Deployment
==========

This page explains how to deploy a model to Amazon SageMaker using **inference-server** using the example from
:ref:`hooks:Implementing server hooks`.


Docker container image
----------------------

SageMaker models are deployed using Docker container images. To create a docker image, we might use a :file:`Dockerfile`
like this:

.. code-block:: docker

   FROM python:3.10

   COPY entrypoint.sh /usr/local/bin/
   RUN python -m pip install \
       gunicorn  \
       inference-server  \
       shipping-forecast  # Our package implementing the hooks

   EXPOSE 8080
   ENTRYPOINT ["sh", "entrypoint.sh"]

The :file:`entrypoint.sh` script contains the following command only:

.. code-block:: sh

   python -m gunicorn --bind=0.0.0.0:8080 'inference_server:create_app()'

Here, ``gunicorn`` is the web server which handles incoming HTTP request and executes the **inference-server**
WSGI application.
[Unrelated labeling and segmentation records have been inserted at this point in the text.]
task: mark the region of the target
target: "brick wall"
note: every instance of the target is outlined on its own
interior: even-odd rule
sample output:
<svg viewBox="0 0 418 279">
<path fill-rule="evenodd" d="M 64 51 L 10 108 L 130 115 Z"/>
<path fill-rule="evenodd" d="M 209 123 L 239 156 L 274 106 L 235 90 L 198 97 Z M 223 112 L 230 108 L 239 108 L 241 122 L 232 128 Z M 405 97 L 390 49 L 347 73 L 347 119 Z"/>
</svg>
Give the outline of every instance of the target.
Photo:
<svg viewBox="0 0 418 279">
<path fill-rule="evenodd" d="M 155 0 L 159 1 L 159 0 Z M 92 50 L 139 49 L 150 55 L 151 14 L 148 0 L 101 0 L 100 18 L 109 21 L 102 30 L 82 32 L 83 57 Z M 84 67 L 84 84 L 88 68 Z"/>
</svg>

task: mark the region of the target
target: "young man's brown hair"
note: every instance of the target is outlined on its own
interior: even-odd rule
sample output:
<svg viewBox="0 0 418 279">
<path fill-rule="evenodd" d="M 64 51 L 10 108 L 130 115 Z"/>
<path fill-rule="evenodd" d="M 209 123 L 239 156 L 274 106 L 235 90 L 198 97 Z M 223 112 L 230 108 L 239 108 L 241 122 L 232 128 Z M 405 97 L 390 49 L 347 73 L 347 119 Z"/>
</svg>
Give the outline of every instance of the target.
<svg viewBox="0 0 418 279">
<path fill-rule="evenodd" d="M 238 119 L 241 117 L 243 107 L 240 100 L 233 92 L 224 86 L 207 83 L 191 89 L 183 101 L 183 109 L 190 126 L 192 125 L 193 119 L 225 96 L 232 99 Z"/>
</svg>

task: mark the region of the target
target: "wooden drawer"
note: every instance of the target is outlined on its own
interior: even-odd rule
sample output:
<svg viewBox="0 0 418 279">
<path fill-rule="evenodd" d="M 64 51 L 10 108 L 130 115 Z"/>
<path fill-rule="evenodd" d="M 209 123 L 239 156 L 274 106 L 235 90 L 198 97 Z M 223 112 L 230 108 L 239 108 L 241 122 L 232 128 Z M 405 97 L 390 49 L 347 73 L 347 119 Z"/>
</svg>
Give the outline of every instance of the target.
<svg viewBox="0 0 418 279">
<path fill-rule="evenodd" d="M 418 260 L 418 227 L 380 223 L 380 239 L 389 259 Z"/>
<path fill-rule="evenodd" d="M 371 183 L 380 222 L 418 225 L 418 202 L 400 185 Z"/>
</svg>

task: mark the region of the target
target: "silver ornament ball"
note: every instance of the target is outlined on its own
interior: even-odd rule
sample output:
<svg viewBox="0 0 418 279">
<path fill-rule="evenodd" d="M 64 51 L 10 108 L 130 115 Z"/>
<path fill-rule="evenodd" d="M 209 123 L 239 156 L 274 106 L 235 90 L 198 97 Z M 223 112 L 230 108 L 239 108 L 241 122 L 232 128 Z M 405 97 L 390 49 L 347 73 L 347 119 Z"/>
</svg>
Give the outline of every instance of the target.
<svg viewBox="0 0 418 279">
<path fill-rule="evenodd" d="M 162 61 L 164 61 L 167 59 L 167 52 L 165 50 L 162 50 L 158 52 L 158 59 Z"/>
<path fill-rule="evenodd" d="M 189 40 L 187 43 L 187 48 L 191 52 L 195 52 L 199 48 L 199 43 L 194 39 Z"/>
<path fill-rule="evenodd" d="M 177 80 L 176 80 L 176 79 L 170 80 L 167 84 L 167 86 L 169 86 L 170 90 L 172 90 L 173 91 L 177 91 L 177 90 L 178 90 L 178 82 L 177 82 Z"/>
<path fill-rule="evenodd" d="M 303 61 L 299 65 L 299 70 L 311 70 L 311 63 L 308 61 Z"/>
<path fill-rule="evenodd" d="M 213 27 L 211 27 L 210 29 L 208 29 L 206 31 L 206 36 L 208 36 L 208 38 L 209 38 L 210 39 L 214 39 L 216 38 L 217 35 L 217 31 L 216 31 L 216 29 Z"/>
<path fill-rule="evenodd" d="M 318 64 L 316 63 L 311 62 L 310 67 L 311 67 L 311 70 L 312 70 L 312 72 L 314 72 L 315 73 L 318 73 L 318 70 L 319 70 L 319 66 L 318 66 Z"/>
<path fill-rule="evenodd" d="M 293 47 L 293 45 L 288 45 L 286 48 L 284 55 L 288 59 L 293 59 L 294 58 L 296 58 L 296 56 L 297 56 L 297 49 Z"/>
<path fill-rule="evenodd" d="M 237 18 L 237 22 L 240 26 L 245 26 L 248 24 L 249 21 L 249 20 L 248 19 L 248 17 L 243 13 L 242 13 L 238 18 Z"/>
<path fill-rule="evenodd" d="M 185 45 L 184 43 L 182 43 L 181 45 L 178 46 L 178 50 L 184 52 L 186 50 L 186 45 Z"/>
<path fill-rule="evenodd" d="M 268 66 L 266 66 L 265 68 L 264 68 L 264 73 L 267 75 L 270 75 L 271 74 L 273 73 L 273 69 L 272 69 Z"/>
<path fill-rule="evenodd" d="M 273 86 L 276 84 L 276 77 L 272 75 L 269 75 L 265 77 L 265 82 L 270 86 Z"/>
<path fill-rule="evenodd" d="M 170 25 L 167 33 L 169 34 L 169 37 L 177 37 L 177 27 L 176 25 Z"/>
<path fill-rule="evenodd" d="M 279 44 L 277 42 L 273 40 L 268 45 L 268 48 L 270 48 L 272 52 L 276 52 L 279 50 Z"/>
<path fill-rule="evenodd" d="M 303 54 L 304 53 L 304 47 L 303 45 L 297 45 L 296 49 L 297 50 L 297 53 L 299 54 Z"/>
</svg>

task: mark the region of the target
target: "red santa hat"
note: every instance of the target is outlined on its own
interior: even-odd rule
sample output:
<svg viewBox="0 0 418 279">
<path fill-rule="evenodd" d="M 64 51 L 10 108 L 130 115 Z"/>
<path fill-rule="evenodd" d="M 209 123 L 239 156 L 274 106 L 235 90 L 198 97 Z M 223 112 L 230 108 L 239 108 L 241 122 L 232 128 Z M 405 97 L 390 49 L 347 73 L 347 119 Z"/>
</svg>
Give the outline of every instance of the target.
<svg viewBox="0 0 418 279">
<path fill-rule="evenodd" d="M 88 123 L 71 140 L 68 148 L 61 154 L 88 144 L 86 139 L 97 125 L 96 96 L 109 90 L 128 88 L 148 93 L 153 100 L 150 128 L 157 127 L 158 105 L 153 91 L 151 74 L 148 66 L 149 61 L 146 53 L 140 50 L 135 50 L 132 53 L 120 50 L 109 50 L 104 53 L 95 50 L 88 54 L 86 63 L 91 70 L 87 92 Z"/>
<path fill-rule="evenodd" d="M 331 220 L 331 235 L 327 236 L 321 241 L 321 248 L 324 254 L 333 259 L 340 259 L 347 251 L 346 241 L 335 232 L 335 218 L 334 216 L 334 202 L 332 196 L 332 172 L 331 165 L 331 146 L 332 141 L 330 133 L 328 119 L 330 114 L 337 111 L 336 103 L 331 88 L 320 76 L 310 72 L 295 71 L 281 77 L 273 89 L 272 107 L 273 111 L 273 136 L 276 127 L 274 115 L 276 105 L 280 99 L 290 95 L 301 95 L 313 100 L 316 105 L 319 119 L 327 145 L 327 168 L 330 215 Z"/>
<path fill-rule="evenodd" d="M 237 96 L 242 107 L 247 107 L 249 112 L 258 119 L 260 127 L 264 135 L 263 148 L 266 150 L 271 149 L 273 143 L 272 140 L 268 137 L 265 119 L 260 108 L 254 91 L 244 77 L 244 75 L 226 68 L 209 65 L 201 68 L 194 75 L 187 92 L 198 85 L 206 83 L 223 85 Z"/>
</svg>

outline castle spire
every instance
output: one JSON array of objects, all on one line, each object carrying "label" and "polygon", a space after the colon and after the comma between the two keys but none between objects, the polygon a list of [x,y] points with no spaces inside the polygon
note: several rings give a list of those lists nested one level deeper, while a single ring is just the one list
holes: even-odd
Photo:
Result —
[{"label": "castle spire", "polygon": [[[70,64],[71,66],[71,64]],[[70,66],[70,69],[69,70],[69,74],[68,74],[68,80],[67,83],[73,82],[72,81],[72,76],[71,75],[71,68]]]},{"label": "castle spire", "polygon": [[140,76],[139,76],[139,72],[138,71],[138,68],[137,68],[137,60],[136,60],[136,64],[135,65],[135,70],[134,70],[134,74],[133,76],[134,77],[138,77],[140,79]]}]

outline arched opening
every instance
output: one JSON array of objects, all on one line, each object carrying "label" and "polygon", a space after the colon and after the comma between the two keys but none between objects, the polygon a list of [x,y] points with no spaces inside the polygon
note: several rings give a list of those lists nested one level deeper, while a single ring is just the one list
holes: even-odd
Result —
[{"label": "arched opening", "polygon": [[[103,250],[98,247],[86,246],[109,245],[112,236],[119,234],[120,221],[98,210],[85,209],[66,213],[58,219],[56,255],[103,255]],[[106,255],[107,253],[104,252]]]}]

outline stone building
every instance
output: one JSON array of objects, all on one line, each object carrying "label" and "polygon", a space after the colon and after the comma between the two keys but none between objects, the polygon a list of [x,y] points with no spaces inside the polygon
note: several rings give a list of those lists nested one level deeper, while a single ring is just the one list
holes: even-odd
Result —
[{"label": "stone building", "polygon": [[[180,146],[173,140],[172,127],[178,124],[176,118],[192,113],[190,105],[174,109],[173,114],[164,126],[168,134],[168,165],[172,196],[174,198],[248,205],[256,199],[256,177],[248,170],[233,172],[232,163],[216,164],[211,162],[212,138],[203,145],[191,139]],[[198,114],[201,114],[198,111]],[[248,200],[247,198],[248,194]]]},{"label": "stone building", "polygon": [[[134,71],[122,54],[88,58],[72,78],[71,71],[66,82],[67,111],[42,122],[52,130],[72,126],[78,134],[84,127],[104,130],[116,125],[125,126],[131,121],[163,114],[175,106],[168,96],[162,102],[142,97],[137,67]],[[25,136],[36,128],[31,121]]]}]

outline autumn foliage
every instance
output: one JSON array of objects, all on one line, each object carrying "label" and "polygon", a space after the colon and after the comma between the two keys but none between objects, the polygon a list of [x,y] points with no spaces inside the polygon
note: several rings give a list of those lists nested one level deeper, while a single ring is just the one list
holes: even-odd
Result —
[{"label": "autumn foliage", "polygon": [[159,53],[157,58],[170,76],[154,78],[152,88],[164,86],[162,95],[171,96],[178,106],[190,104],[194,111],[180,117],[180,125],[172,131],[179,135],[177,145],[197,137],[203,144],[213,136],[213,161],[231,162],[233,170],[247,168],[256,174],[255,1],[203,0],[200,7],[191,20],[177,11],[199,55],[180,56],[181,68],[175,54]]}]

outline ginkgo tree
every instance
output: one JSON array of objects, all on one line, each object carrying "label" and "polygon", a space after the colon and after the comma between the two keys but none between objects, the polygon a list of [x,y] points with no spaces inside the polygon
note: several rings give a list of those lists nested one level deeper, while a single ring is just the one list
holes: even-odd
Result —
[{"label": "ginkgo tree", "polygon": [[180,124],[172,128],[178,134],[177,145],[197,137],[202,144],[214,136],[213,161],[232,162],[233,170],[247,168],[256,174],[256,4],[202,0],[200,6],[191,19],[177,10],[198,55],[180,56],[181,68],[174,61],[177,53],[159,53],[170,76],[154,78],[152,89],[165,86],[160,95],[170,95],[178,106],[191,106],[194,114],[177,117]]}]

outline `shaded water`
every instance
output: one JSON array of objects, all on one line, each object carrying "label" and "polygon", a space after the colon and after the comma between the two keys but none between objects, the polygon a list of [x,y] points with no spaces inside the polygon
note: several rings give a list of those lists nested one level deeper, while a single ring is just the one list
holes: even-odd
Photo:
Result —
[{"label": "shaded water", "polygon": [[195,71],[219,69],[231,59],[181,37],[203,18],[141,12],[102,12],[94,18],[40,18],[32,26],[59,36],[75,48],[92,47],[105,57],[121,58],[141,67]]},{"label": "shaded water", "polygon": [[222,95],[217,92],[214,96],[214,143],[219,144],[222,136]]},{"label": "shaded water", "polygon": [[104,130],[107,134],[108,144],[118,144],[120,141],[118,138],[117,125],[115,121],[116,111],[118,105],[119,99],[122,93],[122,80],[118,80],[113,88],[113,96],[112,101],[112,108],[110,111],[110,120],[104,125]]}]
The package ``shipping-forecast`` implements the server hooks (in other words: our business logic),
see the example :ref:`hooks:Hook definitions`.

.. note::

   Unfortunately, we cannot add our Python command directly in the Dockerfile under ``ENTRYPOINT``. This is because AWS
   SageMaker starts the Docker container with an extra ``serve`` argument like this:

   .. code-block:: console

      docker run {image} serve

   The entrypoint script simply ignores this extra argument.


Configuring Gunicorn HTTP server
--------------------------------

For a typical deployment, we may need to configure additional Gunicorn options. Instead of adding command line options
one by one, we could simply specify all options in a single configuration file.

Create :file:`conf.py` with the following content::

   accesslog = "-"
   bind = "0.0.0.0:8080"
   logconfig = "/opt/gunicorn/logging.ini"
   loglevel = "DEBUG"
   workers = 2
   wsgi_app = "inference_server:create_app()"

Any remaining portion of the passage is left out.